Light availability is often the primary limiting factor for seagrass productivity. Exposure to low light conditions (such as high turbidity and high epiphyte loads) is a common factor causing seagrass loss (Waycott et al. 2009; Collier et al. 2012). Here, a lowering in the light requirement to meet respiratory demands (E c) and an increase in light efficiency (α) were observed with increasing pCO2. This could imply that a lower amount of light energy would be required to meet metabolic balances (Schwarz et al. 2000; Long et al. 2004). Therefore, CO2 enrichment could potentially increase the tolerance of seagrasses to conditions of low light, for example during flood plume events. In contrast, there was no change in the light level required to reach maximum photosynthetic rates (E k). pCO2 enrichment increased E k in Z. marina (Zimmerman et al. 1997), Z. noltii (Alexandre et al. 2012) and T. hemprichii (Jiang et al. 2010). An increase in P max without a simultaneous rise in light requirement might be explained by the strong upregulation of photosynthetic efficiency (α). pCO2 enrichment can affect light requirements, and this could be important for how seagrasses will respond to changing environmental conditions—including water quality—in the future.

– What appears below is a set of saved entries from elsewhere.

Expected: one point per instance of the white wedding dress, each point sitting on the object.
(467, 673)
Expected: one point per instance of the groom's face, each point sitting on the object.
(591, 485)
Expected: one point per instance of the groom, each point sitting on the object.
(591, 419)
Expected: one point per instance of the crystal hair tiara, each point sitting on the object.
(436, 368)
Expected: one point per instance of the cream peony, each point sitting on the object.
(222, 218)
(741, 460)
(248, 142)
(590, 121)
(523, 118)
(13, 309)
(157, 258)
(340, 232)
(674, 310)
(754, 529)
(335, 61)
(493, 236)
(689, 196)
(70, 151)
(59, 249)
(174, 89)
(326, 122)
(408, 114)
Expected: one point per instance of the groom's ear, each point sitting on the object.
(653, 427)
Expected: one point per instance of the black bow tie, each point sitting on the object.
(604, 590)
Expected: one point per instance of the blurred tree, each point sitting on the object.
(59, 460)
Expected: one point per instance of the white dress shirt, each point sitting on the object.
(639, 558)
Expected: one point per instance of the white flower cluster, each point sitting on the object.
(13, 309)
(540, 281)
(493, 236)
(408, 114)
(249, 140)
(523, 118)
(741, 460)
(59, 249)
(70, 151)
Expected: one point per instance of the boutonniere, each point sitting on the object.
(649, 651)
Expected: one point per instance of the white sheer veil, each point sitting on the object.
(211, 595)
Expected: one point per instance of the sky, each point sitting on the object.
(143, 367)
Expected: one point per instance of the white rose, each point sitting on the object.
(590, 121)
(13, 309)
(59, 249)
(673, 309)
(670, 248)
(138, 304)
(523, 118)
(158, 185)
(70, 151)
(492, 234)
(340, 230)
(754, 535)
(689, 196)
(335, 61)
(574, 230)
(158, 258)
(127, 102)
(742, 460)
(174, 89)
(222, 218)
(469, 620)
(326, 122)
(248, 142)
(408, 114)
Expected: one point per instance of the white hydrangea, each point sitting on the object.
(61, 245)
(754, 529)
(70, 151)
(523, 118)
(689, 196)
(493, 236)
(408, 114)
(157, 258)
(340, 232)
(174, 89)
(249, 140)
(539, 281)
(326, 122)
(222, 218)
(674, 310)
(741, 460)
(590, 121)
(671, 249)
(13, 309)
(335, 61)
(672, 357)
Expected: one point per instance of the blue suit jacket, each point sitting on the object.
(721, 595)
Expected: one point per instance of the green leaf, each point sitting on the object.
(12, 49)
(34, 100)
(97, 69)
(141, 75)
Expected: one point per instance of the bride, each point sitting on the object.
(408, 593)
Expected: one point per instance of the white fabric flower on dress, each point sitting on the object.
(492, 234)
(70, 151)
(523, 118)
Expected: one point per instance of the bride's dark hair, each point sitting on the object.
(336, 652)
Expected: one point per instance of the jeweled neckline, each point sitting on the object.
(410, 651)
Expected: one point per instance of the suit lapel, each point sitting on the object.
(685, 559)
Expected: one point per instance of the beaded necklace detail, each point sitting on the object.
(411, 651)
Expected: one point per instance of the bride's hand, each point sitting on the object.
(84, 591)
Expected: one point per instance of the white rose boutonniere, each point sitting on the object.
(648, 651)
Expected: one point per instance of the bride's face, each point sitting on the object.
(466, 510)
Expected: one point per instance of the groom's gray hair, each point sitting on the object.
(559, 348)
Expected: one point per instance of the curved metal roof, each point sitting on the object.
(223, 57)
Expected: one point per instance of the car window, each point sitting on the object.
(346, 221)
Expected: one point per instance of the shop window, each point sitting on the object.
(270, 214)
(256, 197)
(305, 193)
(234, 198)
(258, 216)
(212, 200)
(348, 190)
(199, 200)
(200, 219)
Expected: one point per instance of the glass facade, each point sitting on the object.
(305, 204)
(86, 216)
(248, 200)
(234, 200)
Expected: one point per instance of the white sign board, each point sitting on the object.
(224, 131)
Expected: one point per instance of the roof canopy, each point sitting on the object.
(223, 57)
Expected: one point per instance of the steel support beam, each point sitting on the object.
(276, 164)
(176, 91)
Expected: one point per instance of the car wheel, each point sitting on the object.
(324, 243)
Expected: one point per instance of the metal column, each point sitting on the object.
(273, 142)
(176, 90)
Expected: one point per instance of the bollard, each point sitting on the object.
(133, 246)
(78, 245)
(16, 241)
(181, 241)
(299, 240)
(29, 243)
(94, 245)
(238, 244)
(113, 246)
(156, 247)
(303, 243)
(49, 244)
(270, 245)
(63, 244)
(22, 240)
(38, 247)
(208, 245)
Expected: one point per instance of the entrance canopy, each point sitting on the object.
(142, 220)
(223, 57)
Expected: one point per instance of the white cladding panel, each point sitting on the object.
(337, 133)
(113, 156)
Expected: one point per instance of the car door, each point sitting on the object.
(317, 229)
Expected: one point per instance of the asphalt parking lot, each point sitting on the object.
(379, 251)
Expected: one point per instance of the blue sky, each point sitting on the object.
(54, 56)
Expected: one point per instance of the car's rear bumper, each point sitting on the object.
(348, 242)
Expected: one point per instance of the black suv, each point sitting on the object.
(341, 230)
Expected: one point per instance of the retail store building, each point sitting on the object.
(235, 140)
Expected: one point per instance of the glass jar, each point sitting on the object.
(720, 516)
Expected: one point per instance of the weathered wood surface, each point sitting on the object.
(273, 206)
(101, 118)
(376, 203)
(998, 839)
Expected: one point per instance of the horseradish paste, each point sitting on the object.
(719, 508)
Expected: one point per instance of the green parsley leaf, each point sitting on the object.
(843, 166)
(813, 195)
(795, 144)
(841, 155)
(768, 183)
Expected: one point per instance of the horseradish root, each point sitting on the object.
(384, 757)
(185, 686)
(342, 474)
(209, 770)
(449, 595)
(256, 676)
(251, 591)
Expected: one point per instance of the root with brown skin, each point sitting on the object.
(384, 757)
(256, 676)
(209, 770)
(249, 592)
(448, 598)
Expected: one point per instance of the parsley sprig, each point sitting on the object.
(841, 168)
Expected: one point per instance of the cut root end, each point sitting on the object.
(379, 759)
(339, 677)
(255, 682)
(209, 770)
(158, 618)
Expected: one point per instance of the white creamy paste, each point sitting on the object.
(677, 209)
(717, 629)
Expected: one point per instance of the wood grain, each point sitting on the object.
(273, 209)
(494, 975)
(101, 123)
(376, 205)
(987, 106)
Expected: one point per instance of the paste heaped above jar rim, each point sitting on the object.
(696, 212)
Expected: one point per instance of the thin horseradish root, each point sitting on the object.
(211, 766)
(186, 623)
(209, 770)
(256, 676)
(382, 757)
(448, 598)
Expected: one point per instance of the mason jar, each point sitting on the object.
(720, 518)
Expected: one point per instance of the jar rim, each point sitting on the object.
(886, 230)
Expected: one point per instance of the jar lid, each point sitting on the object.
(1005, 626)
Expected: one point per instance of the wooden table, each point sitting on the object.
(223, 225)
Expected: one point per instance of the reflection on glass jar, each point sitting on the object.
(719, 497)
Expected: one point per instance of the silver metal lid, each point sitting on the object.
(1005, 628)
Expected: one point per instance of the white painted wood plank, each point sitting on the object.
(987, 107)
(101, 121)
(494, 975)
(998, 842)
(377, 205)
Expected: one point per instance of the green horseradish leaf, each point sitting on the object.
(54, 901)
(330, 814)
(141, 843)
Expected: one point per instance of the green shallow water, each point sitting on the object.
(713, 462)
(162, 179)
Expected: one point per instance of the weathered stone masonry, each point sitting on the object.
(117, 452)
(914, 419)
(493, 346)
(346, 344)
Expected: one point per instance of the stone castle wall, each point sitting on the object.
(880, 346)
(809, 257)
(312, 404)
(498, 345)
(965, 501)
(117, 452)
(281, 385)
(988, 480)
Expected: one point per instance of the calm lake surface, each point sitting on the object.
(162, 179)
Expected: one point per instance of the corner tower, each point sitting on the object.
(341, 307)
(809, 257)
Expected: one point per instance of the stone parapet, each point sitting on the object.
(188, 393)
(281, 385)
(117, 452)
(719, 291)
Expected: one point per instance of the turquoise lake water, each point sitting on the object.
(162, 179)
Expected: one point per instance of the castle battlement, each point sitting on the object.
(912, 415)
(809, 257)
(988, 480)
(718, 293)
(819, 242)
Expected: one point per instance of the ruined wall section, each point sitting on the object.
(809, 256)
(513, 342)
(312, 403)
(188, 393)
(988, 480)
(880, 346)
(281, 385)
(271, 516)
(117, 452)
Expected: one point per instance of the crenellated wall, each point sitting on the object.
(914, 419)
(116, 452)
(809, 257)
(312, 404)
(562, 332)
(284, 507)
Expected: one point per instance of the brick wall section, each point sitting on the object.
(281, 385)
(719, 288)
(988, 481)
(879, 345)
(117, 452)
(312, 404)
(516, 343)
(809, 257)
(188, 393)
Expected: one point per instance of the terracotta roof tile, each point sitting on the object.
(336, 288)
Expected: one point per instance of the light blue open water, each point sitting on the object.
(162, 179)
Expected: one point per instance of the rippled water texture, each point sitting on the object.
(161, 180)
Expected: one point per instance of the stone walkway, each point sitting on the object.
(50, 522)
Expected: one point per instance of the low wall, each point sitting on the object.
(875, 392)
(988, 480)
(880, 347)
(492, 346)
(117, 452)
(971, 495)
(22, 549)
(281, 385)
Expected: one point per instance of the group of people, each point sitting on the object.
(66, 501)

Seagrasses can utilise the predominant \({\text{HCO}}_{ 3}^{ - }\) in seawater via carbon-concentrating mechanisms (CCMs), somewhat alleviating the problem of carbon limitation at higher pH (Durako 1993; Bjork et al. 1997; Uku et al. 2005; Campbell and Fourqurean 2013b). In favourable conditions where other factors are non-limiting, CCMs might cause some seagrasses to be carbon-saturated (Schwarz et al. 2000; Beer et al. 2002). Such mechanisms were thought to be less efficient in Thalassia (T. hemprichii and T. testudinum), rendering this genus less capable of utilising \({\text{HCO}}_{ 3}^{ - }\) than other species (Uku et al. 2005; Campbell and Fourqurean 2013b). Hence, an increase in CO2 availability would be important in raising productivity for Thalassia. Cymodocea and Halodule reportedly possess CCMs that allow them to utilise \({\text{HCO}}_{ 3}^{ - }\) under ambient conditions (Schwarz et al. 2000; Uku et al. 2005). Both species were able to increase photosynthetic rates under enriched pCO2 conditions, where the relative increase in CO2 was much greater than that in \({\text{HCO}}_{ 3}^{ - }\) (Koch et al. 2013). Both species have been observed to become more dominant and have increased biomass around highly enriched volcanic CO2 seeps (Takahashi et al. under review). All the three species tested responded at similar rates in terms of net productivity. It appears that regardless of whether the species possess CCMs or not, CO2 enrichment can increase photosynthetic rates for different species to a similar extent.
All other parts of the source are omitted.